Marriage, through the eyes of a 5th grader

Once a week I go and observe a 5th grade classroom at Mark Twain Elementary. While I'm only with my students for a short time. I have learned to love them each so much already. They are just such a great group of kids. There's Michael T., who has diabetes, and is constantly looking for and noticing how many sugars and carbs are in everything, even food that he isn't eating. There's Trevor, who has had a very rough home life, his mom is a meth cook, his dad is a leader of a gang in Tulsa. He told Mrs. Morgan that while his dad's gang robs stores in Tulsa, his job is to stand outside and be a lookout. Yet, Trevor is usually pretty happy. I think the resiliency in kids is incredible.

Which brings me to the topic of this post. Kids can teach us such valuable lessons I think. Their purity and love for life is incredible to me. But it's their simple-mindedness that I think we can learn from. They are so straight-forward and don't feel the need to make thinks so complex. Every morning, the fifth graders have journal time. They each pull out their journals and basically just free-write for a few minutes. They aren't restricted on what they can write about so as you can imagine some of the entries get pretty crazy.

As I was walking around the room, I noticed one girl, Trinity, was particularly smiley. She looked almost giddy as she wrote in her journal. I decided that I wanted to see what was so funny, so I casually walked around behind her to read over her shoulder. "Dear Mya," it started. It drew my interest because there was a girl in the class named Mya. I almost said something about how she needed to not be writing notes, but I decided hey, it's free writing, let her carry on. So I continued reading instead, "Michael H is my future husband. He's so smart and funny. We're going to get married."

I smiled and moved on to the next journal. I didn't really give it much more thought until later in the day. Recently, I've been thinking about it even more. Why do adults make relationships so complicated? I think much can be learned from Trinity. Now, i know the chances of Trinity and Michael actually getting married are next to none, but still. I think she knows what she wants from her future husband already. She wants someone smart, who makes her laugh. That's so simple. Adults request so much more. We want someone with money, or someone who has a college degree, or someone who doesn't like onions. Why can't it be more simple?

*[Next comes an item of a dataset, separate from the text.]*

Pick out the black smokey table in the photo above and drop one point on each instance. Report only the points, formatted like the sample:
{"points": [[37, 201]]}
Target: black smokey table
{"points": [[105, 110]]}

I think this has been on my mind because I realize how much I expect out of people. Especially Lucas. I know that I am usually asking for too much, but for some reason I continue asking for too much, and then getting disappointed. The reason I fell in love with Lucas isn't that much different than Trinity's love for Michael. Lucas is smart, he makes me laugh, he cares about me, and he cares about God. These are the things that are most important to me and so I'm going to try to step back and see those things in him, instead of continually asking for more.

I don't really know if that makes any sense. Possibly not. But to me it does. And to me, it was a good reminder of what is important to me in my relationship with Lucas.